Happy Dancing

There’s been a bit of happy dancing around these parts for the past few days and I’ve been eager to share.

Book. Book. Book. Book. Book.

No, not my own book. (A wish, a dream, a someday). But someone else’s book.

My writing. My essay. In print. In a real, live book scheduled to be released later this month.

Now do you understand the happy dancing?!

I caught wind of the essay contest just days before the deadline via my twitter feed (yes, I succumbed. I am on twitter now) and I was so excited to enter. And, now, I’m ever so glad I did.

Know why?

Because my essay’s going to be in a book. book. book. book. (Yes, there was totally more happy dancing there.)

Alright, enough of that.

Anyways, there are a bunch of essays and a bunch of contest winners. Hobomama’s been kind enough to list them on her site here.

The whole books filled with feel-good essays about co-sleeping and I can’t wait to get my hands on it and read them all. Especially after getting a taste here, and here, and here.

Oh, and in case you were wondering, this is the essay I submitted:

When I close my eyes and imagine where my son sleeps, I see a peaceful nursery with a crib at the center of it all. As I peer into our reality, I see a single bed to share, a sophisticated black platform made entirely unsophisticated by the addition of two mesh side rails. One year spent co-sleeping has not erased the disconnect in my mind between the imagined and reality.

I was born and raised in the United States where cribs are the norm and anything else is an anomaly. Talk to other parents, watch movies, read books; the message is clear, babies sleep in cribs. It wasn’t until I was pregnant and gave birth in Japan that I questioned this pervasive assumption.

In Japan, by contrast, co-sleeping is the norm. Discovering this forced me to reconsider my taken-for-granted notions of where babies sleep, the American ideal of forcing sleep independence on the youngest among us, and the necessity of cribs. Ultimately, it gave me the confidence to trust my instincts and bring my babe to bed.

Less than a week after our little one, a preemie, came home, we started sleeping with him. We were comforted by his presence, reassured that he was doing okay. He was comforted by us, with easy access to warmth, love, and milk. Now, more than a year later, he is still in our bed, cuddled up between us. Sharing the bed, with the entire family, feels so right.

Happy dance. Happy dance.

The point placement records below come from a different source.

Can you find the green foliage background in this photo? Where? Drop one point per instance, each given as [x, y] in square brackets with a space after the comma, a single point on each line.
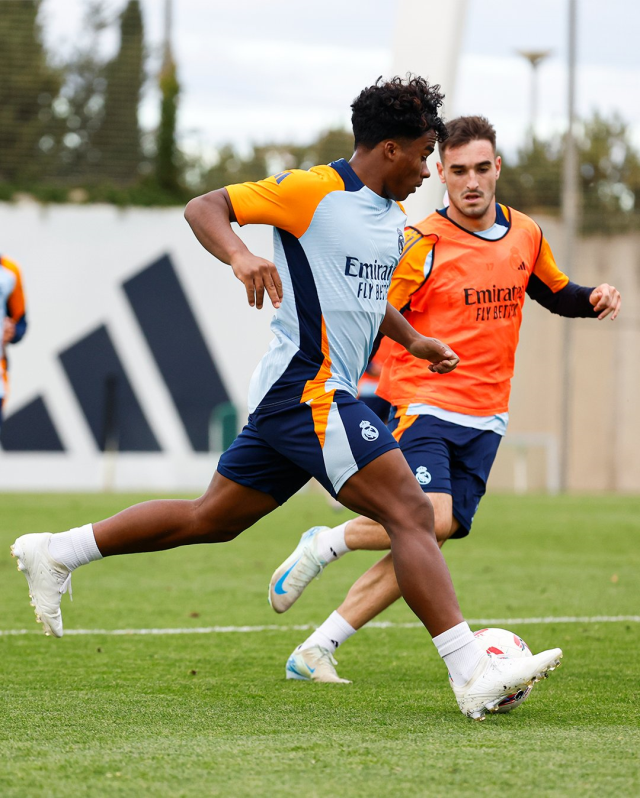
[69, 131]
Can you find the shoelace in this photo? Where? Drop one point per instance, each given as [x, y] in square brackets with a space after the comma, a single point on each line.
[65, 587]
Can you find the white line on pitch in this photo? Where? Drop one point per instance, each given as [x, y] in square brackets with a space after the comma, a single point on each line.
[205, 630]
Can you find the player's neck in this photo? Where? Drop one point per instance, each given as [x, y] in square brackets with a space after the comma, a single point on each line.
[473, 224]
[368, 170]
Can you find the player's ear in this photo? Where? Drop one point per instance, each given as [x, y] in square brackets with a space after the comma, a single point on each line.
[389, 148]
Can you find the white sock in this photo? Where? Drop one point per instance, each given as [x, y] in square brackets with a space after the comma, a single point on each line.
[330, 543]
[75, 547]
[334, 631]
[460, 651]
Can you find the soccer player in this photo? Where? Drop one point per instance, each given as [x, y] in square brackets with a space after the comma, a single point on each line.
[465, 271]
[339, 233]
[13, 318]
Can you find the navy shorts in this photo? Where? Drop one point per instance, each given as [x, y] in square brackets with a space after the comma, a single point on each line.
[448, 458]
[282, 446]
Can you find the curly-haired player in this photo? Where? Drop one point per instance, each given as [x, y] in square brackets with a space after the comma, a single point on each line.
[338, 237]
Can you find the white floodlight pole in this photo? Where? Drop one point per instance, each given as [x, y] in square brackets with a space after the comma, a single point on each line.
[570, 200]
[427, 42]
[535, 58]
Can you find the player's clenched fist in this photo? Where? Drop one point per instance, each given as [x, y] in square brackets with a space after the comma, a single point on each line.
[443, 358]
[258, 275]
[605, 300]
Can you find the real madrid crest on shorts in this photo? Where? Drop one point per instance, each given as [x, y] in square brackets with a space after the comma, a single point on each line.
[369, 432]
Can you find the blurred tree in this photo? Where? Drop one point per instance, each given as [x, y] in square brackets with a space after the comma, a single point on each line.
[27, 87]
[78, 111]
[167, 168]
[117, 140]
[268, 159]
[609, 174]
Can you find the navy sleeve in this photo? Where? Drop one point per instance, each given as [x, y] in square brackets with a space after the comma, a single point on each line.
[21, 328]
[571, 301]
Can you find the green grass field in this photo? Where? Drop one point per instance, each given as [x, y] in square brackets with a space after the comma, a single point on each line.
[211, 714]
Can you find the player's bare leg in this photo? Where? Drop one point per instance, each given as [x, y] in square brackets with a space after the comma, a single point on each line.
[378, 587]
[225, 510]
[320, 546]
[386, 491]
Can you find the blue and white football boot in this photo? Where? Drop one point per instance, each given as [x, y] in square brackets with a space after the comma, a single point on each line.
[295, 573]
[313, 664]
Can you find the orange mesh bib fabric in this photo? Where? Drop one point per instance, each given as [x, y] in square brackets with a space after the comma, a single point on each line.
[472, 300]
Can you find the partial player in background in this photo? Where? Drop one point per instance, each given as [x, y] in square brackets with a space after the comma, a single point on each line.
[338, 237]
[13, 319]
[368, 385]
[464, 272]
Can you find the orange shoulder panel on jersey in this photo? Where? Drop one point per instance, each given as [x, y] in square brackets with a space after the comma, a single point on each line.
[546, 269]
[15, 302]
[409, 273]
[287, 200]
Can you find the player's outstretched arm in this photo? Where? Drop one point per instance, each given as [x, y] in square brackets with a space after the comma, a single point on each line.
[443, 359]
[210, 217]
[606, 300]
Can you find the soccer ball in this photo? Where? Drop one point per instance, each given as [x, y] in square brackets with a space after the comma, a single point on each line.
[502, 643]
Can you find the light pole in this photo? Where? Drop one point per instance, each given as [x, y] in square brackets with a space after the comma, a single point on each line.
[535, 58]
[570, 210]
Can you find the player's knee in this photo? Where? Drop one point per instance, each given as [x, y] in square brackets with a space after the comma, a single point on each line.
[211, 526]
[414, 516]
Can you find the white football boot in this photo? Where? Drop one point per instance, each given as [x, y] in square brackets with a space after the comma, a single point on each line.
[313, 664]
[495, 678]
[295, 573]
[47, 579]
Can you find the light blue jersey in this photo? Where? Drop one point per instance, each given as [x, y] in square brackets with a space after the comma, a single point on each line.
[336, 244]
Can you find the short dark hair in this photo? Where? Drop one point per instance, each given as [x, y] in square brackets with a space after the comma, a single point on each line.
[464, 129]
[397, 109]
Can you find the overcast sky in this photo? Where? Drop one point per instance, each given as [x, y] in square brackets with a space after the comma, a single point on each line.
[256, 71]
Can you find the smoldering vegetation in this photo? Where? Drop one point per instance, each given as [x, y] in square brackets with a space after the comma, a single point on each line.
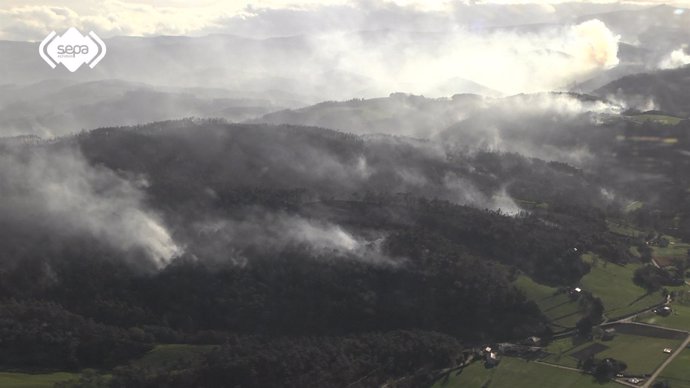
[52, 198]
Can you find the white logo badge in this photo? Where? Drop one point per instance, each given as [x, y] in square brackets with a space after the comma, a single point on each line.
[72, 49]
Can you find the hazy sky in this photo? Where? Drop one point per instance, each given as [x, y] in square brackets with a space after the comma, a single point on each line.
[33, 19]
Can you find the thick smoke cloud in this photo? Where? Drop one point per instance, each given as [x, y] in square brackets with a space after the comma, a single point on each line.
[503, 61]
[675, 59]
[59, 192]
[266, 232]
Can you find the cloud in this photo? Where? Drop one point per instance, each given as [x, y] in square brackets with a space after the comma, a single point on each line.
[506, 61]
[59, 191]
[675, 59]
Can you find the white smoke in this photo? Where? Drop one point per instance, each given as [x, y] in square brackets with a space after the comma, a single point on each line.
[274, 232]
[505, 61]
[675, 59]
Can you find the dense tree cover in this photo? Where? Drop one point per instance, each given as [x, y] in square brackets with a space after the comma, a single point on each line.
[40, 334]
[423, 262]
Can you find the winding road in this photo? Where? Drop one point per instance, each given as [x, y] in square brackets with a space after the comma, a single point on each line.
[665, 363]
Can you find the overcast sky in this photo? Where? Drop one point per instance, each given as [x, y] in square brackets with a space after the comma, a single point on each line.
[32, 19]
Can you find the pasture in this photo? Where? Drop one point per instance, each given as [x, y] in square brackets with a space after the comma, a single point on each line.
[517, 373]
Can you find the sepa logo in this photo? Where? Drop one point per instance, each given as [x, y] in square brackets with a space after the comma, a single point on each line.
[72, 49]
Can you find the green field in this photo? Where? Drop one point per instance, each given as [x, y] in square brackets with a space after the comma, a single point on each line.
[677, 373]
[675, 248]
[561, 311]
[679, 318]
[163, 355]
[613, 283]
[30, 380]
[641, 354]
[624, 229]
[517, 373]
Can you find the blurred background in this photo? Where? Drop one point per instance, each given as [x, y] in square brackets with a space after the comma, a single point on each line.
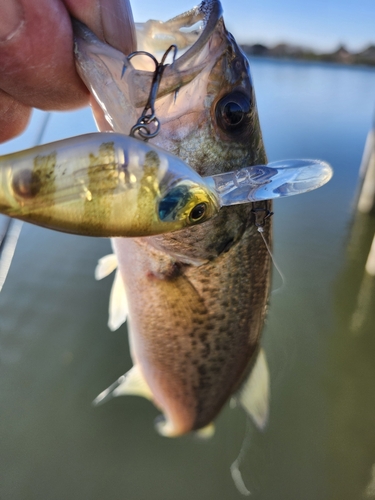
[57, 354]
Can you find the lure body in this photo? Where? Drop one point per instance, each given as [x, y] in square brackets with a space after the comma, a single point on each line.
[103, 185]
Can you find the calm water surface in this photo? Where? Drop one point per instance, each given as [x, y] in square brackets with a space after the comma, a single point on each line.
[56, 353]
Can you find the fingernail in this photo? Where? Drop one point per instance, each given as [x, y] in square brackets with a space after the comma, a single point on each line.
[11, 19]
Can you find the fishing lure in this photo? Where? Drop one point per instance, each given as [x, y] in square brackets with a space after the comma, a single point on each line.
[107, 184]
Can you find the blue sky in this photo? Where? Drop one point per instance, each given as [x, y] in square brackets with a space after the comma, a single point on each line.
[320, 24]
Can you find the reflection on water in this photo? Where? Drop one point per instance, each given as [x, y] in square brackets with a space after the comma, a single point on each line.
[57, 355]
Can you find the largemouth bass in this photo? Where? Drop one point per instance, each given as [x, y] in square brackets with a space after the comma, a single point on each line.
[196, 298]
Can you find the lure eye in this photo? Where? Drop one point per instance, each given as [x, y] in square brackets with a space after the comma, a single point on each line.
[198, 212]
[233, 112]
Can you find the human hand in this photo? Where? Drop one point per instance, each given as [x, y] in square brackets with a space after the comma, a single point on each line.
[36, 54]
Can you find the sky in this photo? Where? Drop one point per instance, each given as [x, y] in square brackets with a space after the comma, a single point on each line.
[319, 24]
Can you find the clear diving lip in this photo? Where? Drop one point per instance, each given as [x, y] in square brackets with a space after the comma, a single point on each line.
[274, 180]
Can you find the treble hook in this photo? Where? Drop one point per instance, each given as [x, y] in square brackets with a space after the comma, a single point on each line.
[148, 114]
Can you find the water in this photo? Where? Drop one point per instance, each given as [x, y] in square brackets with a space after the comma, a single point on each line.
[56, 353]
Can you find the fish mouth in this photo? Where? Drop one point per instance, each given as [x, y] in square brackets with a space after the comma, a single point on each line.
[114, 79]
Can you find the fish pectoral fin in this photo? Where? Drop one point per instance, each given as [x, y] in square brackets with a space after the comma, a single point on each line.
[106, 265]
[118, 304]
[132, 383]
[254, 394]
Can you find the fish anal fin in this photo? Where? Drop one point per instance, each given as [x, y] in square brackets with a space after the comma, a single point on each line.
[254, 394]
[132, 383]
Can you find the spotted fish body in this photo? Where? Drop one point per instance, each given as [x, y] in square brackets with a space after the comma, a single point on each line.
[197, 297]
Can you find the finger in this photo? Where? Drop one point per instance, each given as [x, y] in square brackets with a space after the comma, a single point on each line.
[111, 21]
[14, 117]
[36, 55]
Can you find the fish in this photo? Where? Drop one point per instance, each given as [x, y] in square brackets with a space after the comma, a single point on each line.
[196, 299]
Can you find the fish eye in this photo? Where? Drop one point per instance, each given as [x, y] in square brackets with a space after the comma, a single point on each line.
[198, 212]
[232, 112]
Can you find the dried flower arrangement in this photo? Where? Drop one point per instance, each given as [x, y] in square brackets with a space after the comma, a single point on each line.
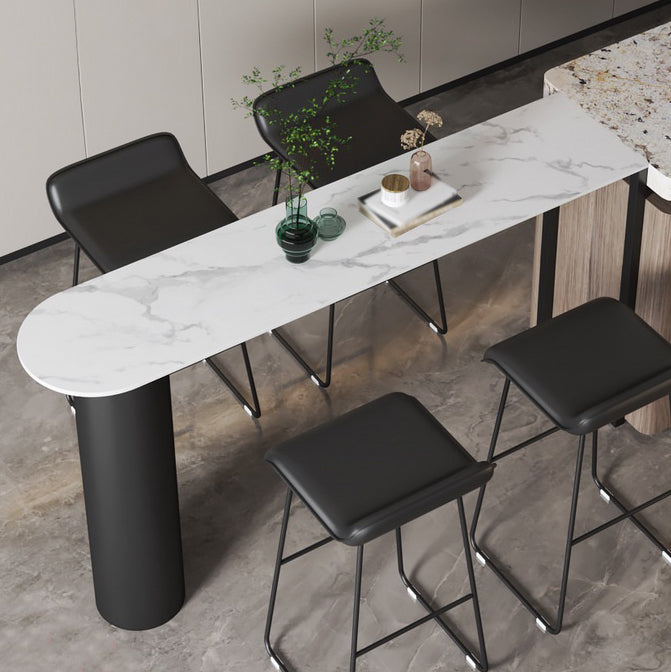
[414, 136]
[308, 131]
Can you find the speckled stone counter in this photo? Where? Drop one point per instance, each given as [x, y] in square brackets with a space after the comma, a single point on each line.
[627, 87]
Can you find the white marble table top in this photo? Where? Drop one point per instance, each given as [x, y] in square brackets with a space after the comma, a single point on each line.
[627, 87]
[151, 318]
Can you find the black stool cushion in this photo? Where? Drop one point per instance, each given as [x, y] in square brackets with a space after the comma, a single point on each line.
[589, 366]
[376, 468]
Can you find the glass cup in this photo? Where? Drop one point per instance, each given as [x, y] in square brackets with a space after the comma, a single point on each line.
[330, 224]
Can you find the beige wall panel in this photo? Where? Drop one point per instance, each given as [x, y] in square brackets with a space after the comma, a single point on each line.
[40, 115]
[235, 37]
[140, 73]
[624, 6]
[348, 17]
[462, 36]
[546, 20]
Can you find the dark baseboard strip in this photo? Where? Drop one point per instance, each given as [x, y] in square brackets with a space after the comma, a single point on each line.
[24, 251]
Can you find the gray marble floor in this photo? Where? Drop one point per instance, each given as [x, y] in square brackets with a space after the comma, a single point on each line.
[618, 616]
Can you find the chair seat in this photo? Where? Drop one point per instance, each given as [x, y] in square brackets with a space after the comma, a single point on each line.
[377, 468]
[147, 219]
[589, 366]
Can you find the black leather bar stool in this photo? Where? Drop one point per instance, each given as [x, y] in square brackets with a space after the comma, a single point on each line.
[374, 122]
[584, 369]
[136, 200]
[371, 471]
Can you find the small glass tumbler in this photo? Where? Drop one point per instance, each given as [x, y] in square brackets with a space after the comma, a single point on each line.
[330, 224]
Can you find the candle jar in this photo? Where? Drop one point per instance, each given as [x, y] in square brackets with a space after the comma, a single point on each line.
[394, 190]
[420, 170]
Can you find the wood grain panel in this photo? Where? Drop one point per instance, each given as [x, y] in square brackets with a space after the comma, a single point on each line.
[653, 300]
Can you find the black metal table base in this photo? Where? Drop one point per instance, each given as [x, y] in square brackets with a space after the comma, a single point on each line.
[127, 453]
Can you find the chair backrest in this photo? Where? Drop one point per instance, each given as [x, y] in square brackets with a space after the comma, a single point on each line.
[365, 113]
[133, 201]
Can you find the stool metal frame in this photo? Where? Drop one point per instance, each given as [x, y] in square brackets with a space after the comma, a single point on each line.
[607, 493]
[477, 661]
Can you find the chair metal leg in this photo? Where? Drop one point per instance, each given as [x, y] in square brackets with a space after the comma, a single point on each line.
[253, 408]
[75, 269]
[355, 610]
[475, 661]
[274, 657]
[314, 377]
[438, 328]
[276, 188]
[609, 495]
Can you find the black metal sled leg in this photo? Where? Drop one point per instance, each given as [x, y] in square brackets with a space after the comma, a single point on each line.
[438, 328]
[474, 660]
[484, 558]
[314, 377]
[274, 657]
[253, 409]
[276, 188]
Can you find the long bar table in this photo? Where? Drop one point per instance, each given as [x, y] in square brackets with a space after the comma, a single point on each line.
[111, 343]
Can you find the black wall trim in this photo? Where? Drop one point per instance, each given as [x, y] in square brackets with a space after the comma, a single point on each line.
[33, 248]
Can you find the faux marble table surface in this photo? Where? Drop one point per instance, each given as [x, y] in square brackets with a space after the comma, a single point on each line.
[627, 88]
[151, 318]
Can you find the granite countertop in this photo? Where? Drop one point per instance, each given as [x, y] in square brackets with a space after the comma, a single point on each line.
[627, 87]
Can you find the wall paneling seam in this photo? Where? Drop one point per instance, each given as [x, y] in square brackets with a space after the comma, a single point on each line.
[79, 77]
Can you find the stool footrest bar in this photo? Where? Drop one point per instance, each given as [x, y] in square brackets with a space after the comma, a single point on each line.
[432, 615]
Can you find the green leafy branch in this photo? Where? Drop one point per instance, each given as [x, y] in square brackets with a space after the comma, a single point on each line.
[310, 131]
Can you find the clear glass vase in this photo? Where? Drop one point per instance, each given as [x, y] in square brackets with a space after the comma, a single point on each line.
[420, 170]
[296, 233]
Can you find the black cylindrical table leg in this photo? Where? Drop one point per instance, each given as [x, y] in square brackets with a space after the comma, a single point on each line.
[127, 452]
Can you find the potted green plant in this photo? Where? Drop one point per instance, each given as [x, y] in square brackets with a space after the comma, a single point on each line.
[308, 132]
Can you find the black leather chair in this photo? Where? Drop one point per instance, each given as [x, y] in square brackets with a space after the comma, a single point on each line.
[374, 121]
[584, 369]
[369, 472]
[134, 201]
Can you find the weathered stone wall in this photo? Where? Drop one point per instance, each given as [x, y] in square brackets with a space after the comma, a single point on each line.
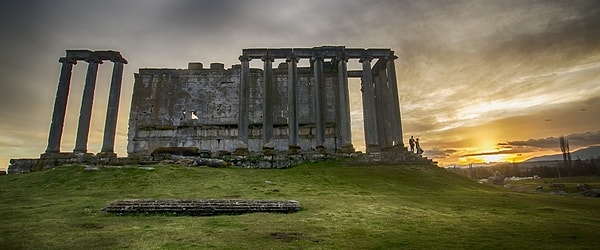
[200, 207]
[198, 107]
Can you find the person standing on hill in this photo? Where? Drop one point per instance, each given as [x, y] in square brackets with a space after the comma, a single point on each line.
[418, 146]
[411, 142]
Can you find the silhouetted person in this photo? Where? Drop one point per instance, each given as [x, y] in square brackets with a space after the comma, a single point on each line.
[419, 150]
[411, 142]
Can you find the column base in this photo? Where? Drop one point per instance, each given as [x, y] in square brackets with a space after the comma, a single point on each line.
[242, 152]
[268, 150]
[347, 148]
[109, 155]
[373, 148]
[294, 149]
[321, 149]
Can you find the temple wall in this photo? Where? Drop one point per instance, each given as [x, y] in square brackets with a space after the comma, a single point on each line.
[199, 108]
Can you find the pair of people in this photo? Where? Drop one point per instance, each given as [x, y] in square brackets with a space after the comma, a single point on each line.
[414, 144]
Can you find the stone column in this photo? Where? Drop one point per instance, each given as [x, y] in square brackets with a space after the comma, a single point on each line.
[244, 97]
[85, 115]
[292, 85]
[268, 102]
[344, 121]
[395, 102]
[319, 101]
[112, 110]
[369, 113]
[60, 105]
[382, 105]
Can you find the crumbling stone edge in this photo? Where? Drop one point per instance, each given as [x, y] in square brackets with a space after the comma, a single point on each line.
[201, 207]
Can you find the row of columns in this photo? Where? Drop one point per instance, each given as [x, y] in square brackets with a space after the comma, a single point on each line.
[60, 103]
[320, 103]
[379, 96]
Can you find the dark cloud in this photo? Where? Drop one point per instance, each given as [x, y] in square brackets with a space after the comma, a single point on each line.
[454, 56]
[575, 141]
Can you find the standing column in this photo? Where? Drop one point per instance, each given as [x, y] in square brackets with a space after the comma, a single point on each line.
[292, 62]
[381, 104]
[369, 113]
[60, 105]
[268, 101]
[87, 101]
[395, 102]
[244, 96]
[110, 126]
[344, 106]
[319, 101]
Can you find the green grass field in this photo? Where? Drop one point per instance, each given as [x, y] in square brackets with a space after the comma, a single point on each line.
[358, 207]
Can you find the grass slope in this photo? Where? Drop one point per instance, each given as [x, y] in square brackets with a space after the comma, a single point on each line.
[359, 207]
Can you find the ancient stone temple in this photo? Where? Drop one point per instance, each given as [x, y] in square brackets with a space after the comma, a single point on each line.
[283, 108]
[93, 58]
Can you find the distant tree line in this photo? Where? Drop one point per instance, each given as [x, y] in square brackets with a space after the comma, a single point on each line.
[577, 167]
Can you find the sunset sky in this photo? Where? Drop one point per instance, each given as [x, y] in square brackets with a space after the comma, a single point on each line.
[478, 80]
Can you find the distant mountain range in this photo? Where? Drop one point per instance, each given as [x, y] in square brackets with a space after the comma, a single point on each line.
[584, 153]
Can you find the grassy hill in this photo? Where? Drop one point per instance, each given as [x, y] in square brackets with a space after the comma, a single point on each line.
[357, 207]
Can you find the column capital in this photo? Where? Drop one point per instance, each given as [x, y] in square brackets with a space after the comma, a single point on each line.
[292, 58]
[67, 60]
[243, 58]
[267, 58]
[316, 57]
[365, 58]
[93, 59]
[342, 57]
[391, 57]
[119, 60]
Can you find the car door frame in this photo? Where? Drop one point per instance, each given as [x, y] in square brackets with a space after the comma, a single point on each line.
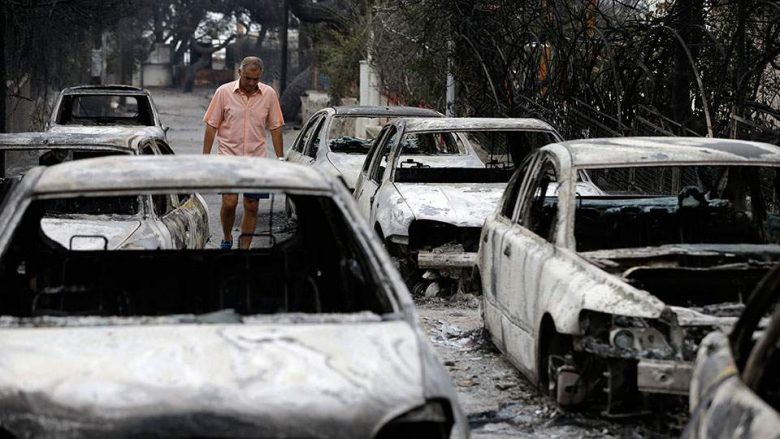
[518, 292]
[296, 152]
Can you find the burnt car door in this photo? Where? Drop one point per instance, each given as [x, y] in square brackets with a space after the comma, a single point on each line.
[296, 153]
[494, 253]
[525, 249]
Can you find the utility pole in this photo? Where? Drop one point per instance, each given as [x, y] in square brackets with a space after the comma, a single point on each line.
[285, 25]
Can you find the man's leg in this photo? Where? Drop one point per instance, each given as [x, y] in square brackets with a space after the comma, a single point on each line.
[227, 215]
[249, 222]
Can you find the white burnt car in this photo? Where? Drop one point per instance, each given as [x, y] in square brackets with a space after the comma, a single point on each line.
[337, 139]
[606, 297]
[309, 334]
[735, 390]
[428, 184]
[160, 221]
[105, 108]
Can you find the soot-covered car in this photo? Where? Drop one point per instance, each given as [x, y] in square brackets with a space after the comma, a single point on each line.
[145, 221]
[428, 184]
[735, 390]
[606, 297]
[337, 139]
[105, 109]
[309, 334]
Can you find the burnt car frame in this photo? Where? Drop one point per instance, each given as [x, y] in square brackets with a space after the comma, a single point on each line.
[427, 186]
[336, 139]
[735, 391]
[607, 297]
[107, 109]
[162, 221]
[311, 335]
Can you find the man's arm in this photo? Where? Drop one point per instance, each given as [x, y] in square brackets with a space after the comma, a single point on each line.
[208, 139]
[278, 140]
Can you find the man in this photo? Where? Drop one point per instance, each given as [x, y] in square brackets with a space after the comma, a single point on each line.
[238, 115]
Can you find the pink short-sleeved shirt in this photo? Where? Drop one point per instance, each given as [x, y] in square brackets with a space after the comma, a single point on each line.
[241, 120]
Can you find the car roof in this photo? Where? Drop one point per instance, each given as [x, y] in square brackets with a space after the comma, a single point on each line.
[193, 172]
[104, 88]
[663, 150]
[394, 111]
[475, 124]
[129, 138]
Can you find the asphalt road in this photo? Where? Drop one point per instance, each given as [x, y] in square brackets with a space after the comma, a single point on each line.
[183, 114]
[499, 402]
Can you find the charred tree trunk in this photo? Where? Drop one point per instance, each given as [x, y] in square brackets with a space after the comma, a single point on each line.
[688, 15]
[291, 97]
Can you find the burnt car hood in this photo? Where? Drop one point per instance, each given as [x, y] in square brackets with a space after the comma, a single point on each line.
[348, 165]
[460, 204]
[259, 380]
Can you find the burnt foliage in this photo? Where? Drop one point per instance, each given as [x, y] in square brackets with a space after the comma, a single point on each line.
[593, 68]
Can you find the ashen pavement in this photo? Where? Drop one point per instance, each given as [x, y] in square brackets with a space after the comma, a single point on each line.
[499, 402]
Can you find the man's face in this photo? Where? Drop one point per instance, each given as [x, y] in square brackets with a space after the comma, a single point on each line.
[248, 78]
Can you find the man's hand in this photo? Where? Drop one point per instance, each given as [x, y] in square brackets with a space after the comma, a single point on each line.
[208, 139]
[278, 140]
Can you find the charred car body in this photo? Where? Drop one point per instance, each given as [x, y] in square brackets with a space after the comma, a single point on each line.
[614, 292]
[735, 391]
[337, 139]
[308, 335]
[162, 221]
[101, 108]
[427, 185]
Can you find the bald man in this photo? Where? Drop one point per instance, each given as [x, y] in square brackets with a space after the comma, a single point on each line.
[239, 115]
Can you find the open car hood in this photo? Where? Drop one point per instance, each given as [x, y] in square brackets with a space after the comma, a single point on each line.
[259, 380]
[348, 165]
[460, 204]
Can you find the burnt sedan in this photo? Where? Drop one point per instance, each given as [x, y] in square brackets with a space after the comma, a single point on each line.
[606, 297]
[105, 108]
[160, 221]
[735, 391]
[337, 139]
[427, 186]
[308, 335]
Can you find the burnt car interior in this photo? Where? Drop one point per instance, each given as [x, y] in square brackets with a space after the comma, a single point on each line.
[317, 266]
[93, 109]
[649, 207]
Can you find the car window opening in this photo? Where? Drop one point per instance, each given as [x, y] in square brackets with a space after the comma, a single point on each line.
[705, 205]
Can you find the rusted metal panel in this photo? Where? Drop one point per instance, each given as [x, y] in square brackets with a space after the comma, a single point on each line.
[657, 376]
[426, 259]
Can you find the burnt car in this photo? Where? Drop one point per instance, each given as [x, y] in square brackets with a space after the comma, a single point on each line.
[309, 334]
[105, 108]
[337, 139]
[606, 297]
[160, 221]
[735, 390]
[427, 186]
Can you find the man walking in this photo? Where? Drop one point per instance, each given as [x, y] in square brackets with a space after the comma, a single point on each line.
[239, 115]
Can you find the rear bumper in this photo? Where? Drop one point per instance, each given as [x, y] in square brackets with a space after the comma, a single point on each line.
[450, 260]
[664, 376]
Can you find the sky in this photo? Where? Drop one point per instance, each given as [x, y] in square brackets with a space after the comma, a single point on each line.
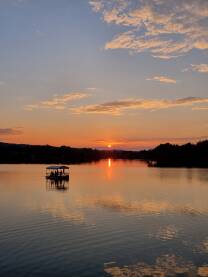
[126, 73]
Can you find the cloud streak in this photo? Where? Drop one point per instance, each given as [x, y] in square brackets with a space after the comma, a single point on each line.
[202, 68]
[162, 79]
[57, 102]
[120, 106]
[164, 28]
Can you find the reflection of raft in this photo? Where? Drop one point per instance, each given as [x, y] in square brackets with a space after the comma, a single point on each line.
[57, 172]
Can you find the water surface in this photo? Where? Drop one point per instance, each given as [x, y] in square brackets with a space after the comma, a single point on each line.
[112, 218]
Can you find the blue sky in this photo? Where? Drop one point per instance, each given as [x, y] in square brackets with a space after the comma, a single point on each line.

Happy dance.

  • Ella



  • http://chinacat.org/roller/sunfrog/ Kristin @ Intrepid Murmurings

    Congrats, thats so great! What a wonderful idea for a book.


  • http://twochicksandahen.blogspot.com Jaimie

    Congratulations! How exciting for you.


  • Happy mommy.ca

    What a beautiful post! And why not question the status quo when it comes to raising children?! There were people in my life that were horrified that we co-slept with our babies but I think it has made them happy, healthy sleepers now!?